La novela de Rozenblum es atractiva, con una escritura ligera, audaz y un tono liviano con atinado sentido del humor, pero no por todo esto menos profuso en el tratamiento del tema: la relación que se construye con el cuerpo y las distancias no siempre conciliatorias entre el mapa que se percibe desde el placer y aquel que construye la mirada ajena, disfrazada como propia. La voz narradora logra llevar un recorrido íntimo que transita tanto los costados de un cuerpo y su sexo, como el de sus sentimientos, celos, rechazos, y el de cierta configuración del deseo.

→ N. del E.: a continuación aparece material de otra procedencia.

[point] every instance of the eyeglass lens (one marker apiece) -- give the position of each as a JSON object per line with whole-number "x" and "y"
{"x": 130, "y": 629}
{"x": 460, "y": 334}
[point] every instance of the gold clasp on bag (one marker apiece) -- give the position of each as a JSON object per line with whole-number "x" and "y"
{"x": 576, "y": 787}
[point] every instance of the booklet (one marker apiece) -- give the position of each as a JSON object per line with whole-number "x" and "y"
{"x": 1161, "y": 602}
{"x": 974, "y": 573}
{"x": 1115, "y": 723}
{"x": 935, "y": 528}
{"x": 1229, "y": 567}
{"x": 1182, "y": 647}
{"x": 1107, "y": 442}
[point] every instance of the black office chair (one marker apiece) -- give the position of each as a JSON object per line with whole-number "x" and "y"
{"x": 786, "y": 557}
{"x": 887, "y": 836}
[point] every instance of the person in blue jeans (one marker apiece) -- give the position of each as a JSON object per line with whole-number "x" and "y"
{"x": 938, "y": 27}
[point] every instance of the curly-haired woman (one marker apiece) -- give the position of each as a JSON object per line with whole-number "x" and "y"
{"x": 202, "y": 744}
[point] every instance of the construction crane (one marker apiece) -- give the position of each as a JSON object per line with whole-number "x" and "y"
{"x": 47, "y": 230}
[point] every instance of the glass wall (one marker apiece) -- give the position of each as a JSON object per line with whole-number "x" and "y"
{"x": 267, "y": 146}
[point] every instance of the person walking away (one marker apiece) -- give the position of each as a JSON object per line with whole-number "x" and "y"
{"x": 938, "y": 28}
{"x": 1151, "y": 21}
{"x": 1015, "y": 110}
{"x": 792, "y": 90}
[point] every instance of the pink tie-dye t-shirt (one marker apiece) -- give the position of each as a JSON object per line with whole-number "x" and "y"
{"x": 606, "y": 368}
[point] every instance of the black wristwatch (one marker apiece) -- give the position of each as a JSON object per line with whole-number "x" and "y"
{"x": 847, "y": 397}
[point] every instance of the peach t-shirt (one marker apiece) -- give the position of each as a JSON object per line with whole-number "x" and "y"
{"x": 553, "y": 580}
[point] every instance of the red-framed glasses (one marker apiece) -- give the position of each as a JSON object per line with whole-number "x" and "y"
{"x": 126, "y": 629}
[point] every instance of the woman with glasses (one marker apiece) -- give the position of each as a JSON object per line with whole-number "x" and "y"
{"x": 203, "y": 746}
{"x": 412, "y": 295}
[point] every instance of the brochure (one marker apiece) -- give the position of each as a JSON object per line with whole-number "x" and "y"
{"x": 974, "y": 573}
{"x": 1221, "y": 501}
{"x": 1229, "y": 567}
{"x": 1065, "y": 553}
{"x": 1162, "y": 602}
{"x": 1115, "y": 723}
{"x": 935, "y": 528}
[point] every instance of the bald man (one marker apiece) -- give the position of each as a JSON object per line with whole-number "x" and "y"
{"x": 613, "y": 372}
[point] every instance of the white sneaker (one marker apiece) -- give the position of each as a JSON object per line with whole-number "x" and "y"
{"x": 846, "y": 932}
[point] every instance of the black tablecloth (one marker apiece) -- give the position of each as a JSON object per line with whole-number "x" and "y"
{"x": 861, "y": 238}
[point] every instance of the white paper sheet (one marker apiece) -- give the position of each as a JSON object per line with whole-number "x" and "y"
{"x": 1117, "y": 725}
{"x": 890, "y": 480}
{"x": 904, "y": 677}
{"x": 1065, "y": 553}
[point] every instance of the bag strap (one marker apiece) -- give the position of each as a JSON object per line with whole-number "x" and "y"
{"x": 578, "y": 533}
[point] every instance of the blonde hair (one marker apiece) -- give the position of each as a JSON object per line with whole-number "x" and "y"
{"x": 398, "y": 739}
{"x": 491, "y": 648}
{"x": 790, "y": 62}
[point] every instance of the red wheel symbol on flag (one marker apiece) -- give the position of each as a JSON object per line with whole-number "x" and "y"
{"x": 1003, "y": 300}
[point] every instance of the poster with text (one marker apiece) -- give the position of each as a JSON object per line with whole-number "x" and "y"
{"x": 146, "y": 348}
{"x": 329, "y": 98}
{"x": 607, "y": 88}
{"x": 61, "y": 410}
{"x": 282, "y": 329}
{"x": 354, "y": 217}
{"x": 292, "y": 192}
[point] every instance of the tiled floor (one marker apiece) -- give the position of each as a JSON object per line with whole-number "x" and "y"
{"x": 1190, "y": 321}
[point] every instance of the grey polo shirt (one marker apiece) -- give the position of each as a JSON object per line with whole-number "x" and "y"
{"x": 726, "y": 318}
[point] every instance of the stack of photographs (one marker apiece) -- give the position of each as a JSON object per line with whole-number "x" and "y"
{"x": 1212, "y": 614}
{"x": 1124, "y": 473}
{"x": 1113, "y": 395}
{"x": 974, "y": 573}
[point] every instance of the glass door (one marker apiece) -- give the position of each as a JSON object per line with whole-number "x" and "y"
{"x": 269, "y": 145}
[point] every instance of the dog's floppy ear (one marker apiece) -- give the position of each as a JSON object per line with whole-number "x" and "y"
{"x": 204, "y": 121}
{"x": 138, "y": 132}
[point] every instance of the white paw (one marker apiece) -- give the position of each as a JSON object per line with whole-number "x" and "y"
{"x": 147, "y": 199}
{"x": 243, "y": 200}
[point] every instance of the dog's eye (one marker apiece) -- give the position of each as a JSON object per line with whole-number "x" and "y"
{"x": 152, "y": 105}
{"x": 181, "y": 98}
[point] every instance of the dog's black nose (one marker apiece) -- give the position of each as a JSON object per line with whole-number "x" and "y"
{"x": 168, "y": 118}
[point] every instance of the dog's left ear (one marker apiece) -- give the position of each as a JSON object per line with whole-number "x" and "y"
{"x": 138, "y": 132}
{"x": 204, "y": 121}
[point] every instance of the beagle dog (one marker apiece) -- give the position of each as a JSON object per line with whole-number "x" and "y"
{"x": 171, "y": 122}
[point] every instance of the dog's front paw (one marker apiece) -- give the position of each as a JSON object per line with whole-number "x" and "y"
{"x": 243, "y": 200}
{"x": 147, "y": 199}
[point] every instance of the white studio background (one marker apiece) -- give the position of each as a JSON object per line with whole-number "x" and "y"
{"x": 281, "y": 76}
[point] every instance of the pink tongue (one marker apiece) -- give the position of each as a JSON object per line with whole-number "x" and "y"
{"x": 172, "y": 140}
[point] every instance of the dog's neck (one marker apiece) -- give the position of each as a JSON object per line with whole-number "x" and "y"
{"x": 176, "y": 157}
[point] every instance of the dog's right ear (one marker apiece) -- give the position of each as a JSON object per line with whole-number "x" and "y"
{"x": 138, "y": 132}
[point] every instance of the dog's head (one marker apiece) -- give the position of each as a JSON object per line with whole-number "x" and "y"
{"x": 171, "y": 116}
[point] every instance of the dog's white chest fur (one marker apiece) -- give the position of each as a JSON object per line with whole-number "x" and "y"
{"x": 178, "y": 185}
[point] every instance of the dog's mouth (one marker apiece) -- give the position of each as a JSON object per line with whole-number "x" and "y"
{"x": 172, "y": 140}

Una mujer con la capacidad de generar empatía, como buena protagonista, con todas sus zonas erróneas a cuestas.

En Camino Hecho (1991), la poeta entrerriana Emma Barrandeguy lo dice muy bien en estos versos centrales de “El cuerpo”: pienso que los viejos son como todos/y apetecen sin pausa/si no han sido saciados./ El cuerpo gira ante sus ojos./Se los instala en la sabiduría/y no la tienen./Codician como jóvenes/tienen pequeñas ternuras/como mi amigo,/tiene lascivas preferencias, que no le cuentan a los otros/tienen derecho al amor/ aun a costa del ridículo.”